The finish line was visible now, the banners and the lights and the small cluster of people who had come out in the March cold to wait for finishers. She recognized the configuration from the two previous years she’d been there, the first as a DNF and the second as a barely-made-it, and she understood this year was different before she could see any faces clearly.

Jocelyn’s voice carried through the air, shouting Steph’s name.

That was always how it was. Jocelyn’s voice carried the way voices did when their owner had spent years projecting to the back of a theater, and the particular pitch she reserved for moments of genuine excitement was unmistakable at this distance. Steph picked it out of the cold air, and a knot inside her slowly unraveled.

Then she could see them.

Jocelyn with both arms in the air, not caring even slightly about the cold or the spectacle she was making of herself, which was pure Jocelyn and exactly right.

Joe Monroe stood beside her, more restrained but present, his hands coming together, watching her come inwith the expression of someone who understood what they were witnessing.

Brooke’s face bright with the joy she brought to other people’s victories, and Tyler with his arm around her shoulders and a grin that said he’d been waiting awhile and didn’t mind.
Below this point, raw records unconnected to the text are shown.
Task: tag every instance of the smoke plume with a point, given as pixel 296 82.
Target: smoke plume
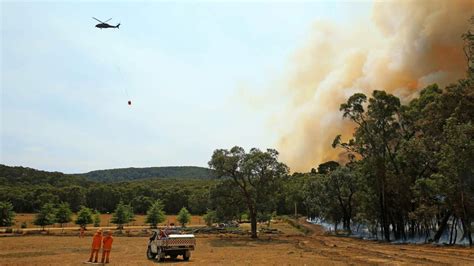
pixel 406 46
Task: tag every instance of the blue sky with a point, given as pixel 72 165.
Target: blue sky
pixel 65 84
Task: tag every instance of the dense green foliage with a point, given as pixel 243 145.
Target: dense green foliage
pixel 256 176
pixel 63 214
pixel 7 215
pixel 155 214
pixel 84 217
pixel 46 216
pixel 32 189
pixel 127 174
pixel 123 214
pixel 96 219
pixel 184 217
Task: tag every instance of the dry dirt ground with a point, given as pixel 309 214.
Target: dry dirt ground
pixel 289 248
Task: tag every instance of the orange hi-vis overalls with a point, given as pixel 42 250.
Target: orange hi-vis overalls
pixel 96 243
pixel 106 248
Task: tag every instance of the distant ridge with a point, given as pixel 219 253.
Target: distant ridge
pixel 132 173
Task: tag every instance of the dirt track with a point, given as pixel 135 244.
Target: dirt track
pixel 291 248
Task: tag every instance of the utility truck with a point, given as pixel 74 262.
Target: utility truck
pixel 170 243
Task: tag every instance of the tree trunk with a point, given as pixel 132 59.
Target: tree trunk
pixel 442 226
pixel 253 223
pixel 296 211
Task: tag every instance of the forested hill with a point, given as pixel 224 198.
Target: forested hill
pixel 127 174
pixel 17 175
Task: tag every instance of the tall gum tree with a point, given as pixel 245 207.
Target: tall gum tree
pixel 256 174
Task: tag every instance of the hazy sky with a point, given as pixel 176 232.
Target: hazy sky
pixel 185 67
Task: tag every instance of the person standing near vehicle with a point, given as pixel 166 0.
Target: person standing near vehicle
pixel 96 243
pixel 107 246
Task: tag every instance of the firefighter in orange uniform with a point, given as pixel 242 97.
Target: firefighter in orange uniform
pixel 96 243
pixel 107 246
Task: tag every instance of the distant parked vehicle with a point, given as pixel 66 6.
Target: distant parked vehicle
pixel 172 244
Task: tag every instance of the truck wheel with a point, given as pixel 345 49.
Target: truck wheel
pixel 150 255
pixel 161 255
pixel 186 255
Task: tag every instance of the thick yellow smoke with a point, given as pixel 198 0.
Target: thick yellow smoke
pixel 406 46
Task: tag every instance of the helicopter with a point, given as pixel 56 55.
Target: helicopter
pixel 104 25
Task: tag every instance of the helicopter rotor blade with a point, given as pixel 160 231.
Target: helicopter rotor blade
pixel 97 20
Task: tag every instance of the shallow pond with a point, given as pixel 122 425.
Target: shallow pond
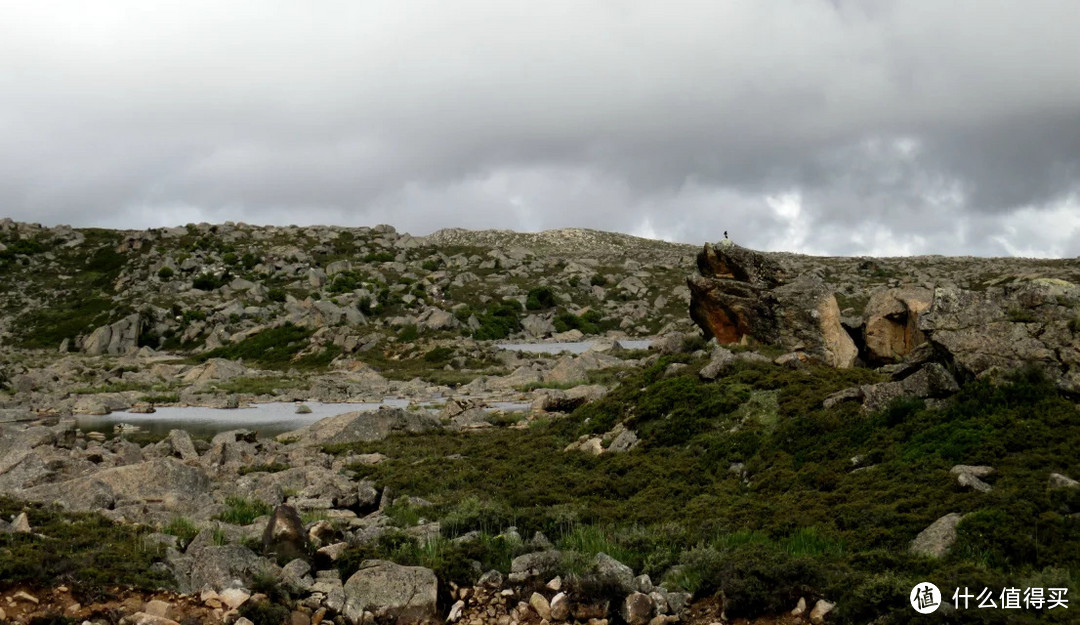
pixel 268 420
pixel 574 348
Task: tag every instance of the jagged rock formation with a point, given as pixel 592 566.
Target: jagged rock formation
pixel 745 296
pixel 891 323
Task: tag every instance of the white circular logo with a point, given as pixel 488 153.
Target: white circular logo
pixel 926 598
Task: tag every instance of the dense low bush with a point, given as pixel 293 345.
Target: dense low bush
pixel 499 321
pixel 745 487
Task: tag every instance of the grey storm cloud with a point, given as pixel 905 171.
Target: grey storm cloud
pixel 826 127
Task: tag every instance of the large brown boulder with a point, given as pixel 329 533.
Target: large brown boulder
pixel 392 593
pixel 892 323
pixel 744 296
pixel 284 534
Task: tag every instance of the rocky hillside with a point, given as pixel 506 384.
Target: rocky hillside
pixel 832 432
pixel 196 288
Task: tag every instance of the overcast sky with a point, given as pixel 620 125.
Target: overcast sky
pixel 875 126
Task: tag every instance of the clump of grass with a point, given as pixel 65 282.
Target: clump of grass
pixel 183 529
pixel 243 511
pixel 86 552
Gina and Nick farther along the chute, adding their voices to it.

And Jack.

He was easy to find. Bundled up well against the cold, he was the tallest of the group, and he was cheering the loudest, which she would not have predicted six months ago, and which now seemed completely right.

His voice carried over the others, not Jocelyn’s theatrical projection but something more unguarded than she’d heard from him in all the months she’d known him. He had his arms up and his eyes on her and he was not pretending to be composed about any of it.

She kept moving toward the finish line, eyes on him, and thought about everything it had taken to get here. Not just the hundred miles behind her, not just the hours of cold and dark and the particular suffering that The Frozen Divide delivered without apology.

The months before that.

The gear swap and the Jingle Run and the overnight training run that had turned into something neither of them had planned for. The crevice in the rock where they hid, side by side, shoulders touching. Even deep in the danger, Steph knew. She knew Jack wasn’t who she’d convinced herself he was.

Jack Swisher was so much more. And it was then she started having an inkling he was the one she wanted to spend her life with.

She thought about what she’d told herself for years. She was fine alone. Running and her career and the careful life she’d built could be enough without needing a man to be a part of it. Being alone wasn’t the issue as much as the clock, but she’d found a solution around that.

She’d been wrong about most of that.

Jack had become a part of her life, often joining the Wednesday running club and doing things with her group of friends. Steph, too, would go to Elkridge to participate in his club events.

Living thirty miles apart and both of them being busy meant they worked hard to find time to be together and spent hours each week on the phone getting to know each other.

And the more she learned about him and who he really was, the more she understood all of those years of wanting were paying off.